«LEYENDA» DE OTTO FARRUJIA

Estoy en una isla, sin nadie en quien confiar. Ocho días seguidos, ocho horas cada uno, y ni una puñetera línea. Ni una puta palabra. Y las que he escrito, corridas ya como lágrimas de rímel por la sal de mi sudor, son vacuas, carentes de esencia. Carentes de ese efecto que adormece a las infestaciones que se producen en mi mente. Esto que pretendo escribir no es rap, ni hip-hop. Tan solo otro lastimoso intento de hacer que ellas cesen con su macabro juego. Tan solo otro intento de que ellas se acallen para siempre. A medida que las bolas arrugadas de papel son barridas por el viento para terminar en ese lugar donde los límites de la cordura se confunden con los de la locura, voy siendo consciente de que tengo una mente muy loca que limpiar. Es en ese momento cuando siento como la presión se cierne violentamente sobre mi cabeza, como si una tarántula tocase un desafinado piano con sus férreas patas sobre mi cráneo.

Oh, abuelo, tú eras uno de esos clásicos. Uno de esos vinilos que por mucho polvo que tengan encima, siempre ha de ser escuchado. Auscultado para apreciar su grandeza. Cuando tan solo era un niño que tergiversaba la realidad, te imaginaba como un tocadiscos gigante. En este caso, tú eras el disco negro que no paraba de describir círculos. Viajabas bajo esa punta de diamante, sintiendo lo mismo que un astronauta que orbita alrededor del sol. Enfundado en un suéter de punto y en unos tejanos descoloridos, peinado pulcramente, comenzabas a mecerte al son de las grandes voces flamencas, mientras escrutabas la foto de la abuela que reposaba junto al tocadiscos. Abrumado por la magnanimidad de tus movimientos, tan solo podía quedarme allí, observándote desde ese estriado sillón.

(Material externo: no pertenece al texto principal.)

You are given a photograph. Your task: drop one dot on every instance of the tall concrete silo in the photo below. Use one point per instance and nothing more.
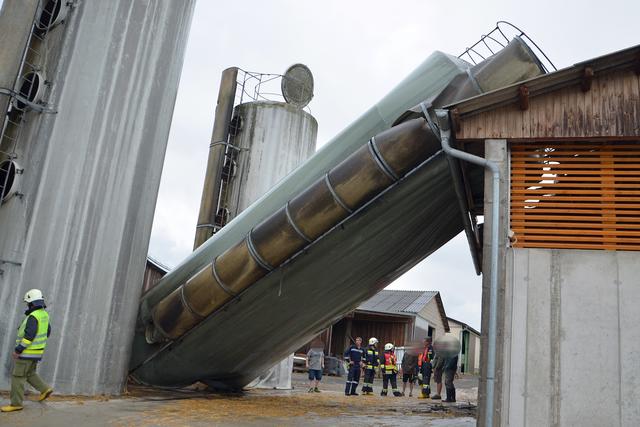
(81, 184)
(263, 141)
(256, 143)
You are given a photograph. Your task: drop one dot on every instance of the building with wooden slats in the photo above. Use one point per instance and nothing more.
(568, 148)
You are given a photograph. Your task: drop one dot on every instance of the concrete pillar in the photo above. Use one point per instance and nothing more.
(497, 152)
(90, 182)
(16, 18)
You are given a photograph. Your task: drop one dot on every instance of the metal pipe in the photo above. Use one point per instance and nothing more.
(215, 162)
(445, 135)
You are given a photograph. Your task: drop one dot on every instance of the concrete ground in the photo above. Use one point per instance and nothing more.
(147, 407)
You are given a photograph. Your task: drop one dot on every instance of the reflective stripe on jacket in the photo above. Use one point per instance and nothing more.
(34, 349)
(389, 365)
(427, 354)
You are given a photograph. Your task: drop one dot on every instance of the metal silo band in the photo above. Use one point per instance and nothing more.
(380, 160)
(220, 282)
(255, 255)
(186, 304)
(294, 225)
(335, 195)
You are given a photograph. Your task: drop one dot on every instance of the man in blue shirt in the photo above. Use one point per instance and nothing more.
(354, 356)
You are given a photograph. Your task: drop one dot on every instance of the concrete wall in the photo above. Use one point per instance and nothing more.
(568, 338)
(91, 176)
(574, 338)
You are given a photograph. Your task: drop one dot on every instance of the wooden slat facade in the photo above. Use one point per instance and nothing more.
(576, 196)
(611, 108)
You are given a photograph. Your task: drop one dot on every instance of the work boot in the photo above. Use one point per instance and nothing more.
(45, 394)
(353, 390)
(451, 395)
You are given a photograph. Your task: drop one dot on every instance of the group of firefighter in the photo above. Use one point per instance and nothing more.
(369, 360)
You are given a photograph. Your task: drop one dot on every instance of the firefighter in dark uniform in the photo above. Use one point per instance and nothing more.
(424, 368)
(372, 361)
(354, 356)
(389, 368)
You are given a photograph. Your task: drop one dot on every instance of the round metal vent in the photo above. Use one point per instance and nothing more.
(51, 14)
(32, 88)
(297, 85)
(8, 171)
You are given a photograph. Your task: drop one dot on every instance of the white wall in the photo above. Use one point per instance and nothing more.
(572, 350)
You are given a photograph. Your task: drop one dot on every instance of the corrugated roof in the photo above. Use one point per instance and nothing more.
(390, 301)
(626, 58)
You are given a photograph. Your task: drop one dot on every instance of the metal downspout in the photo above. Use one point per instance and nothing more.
(445, 135)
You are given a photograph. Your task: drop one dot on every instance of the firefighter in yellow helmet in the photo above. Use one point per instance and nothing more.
(389, 367)
(30, 344)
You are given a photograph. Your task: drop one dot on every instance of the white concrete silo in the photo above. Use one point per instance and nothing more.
(272, 140)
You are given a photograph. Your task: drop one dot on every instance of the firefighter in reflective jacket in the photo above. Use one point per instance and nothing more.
(372, 361)
(30, 344)
(354, 356)
(389, 371)
(424, 368)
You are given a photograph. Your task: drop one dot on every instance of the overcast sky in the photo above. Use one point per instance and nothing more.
(357, 51)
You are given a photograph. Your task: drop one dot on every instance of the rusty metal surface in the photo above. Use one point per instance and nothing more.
(275, 240)
(203, 292)
(434, 74)
(357, 179)
(346, 266)
(315, 210)
(172, 317)
(237, 269)
(350, 258)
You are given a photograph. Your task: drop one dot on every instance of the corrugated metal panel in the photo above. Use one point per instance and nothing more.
(91, 176)
(392, 301)
(420, 302)
(576, 195)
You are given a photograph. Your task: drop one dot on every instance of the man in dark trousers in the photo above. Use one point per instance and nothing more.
(438, 366)
(389, 367)
(354, 356)
(450, 368)
(30, 344)
(372, 360)
(409, 367)
(424, 368)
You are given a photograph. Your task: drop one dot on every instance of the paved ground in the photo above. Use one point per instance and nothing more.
(144, 407)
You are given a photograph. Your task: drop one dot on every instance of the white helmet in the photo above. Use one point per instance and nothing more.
(33, 295)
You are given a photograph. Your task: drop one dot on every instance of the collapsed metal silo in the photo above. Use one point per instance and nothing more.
(359, 213)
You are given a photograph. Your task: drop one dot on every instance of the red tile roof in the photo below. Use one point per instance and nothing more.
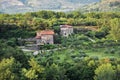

Estabas aquí cuando escribí esa canción que jamás se hizo para sonar en la radio; estabas aquí cuando salté al precipicio sin fondo del que tú tantas veces me advertiste; estabas aquí para presenciar cómo me aislaba en esos ritmos y mixes que tan poco me han devuelto a cambio. Siempre me decía que debía ir a visitarte, pero los conciertos son una puta droga. Más, más y más, le gritas a tu agente nada más llenar el Madison Square Garden. Yo era un león babeante; los conciertos, la solitaria liebre en medio de la llanura. Me alejé como un cohete fugaz, cegando con esa luz adiamantada todo lo que una vez nos unió. Y es que tras haberlo pensado mucho, abuelo, creo que no estaba preparado para verme reflejado en unos ojos que no me conocían de las misma manera que yo te conocía a ti.

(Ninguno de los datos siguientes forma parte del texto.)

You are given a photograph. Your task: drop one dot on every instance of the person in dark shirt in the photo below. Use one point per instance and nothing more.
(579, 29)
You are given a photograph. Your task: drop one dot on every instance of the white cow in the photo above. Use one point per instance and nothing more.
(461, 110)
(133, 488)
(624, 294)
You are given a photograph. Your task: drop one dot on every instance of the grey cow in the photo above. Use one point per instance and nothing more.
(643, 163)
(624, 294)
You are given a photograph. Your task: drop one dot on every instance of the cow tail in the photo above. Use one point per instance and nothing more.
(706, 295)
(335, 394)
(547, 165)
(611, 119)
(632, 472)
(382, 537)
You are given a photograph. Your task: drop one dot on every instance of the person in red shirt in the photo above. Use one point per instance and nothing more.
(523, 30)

Ahora, cada vez que me siento frente a este piano, en esta solitaria playa, bajo la sombra de las palmeras, soy incapaz de encontrar esa nota que eclipse sus oídos. No puedo. Confeti, humo, luces multicolores…mi mente sigue presa a ese lugar. A ese lugar, en el que, pese a todo, tengo miedo de mi propia música. Miedo a la inexorabilidad del fracaso. Un día estas bamboleándote en el paracaídas, y al siguiente yaces sanguinolento en el duro suelo del cementerio de los olvidados.    

La canción está terminada, abuelo.

Eres una leyenda en mi propia mente.

Hoy, el día de tu muerte, grabé este última parte.

Ellos, los fans, ya están contentos.

Y ahora tan solo deseo tener un almuerzo contigo.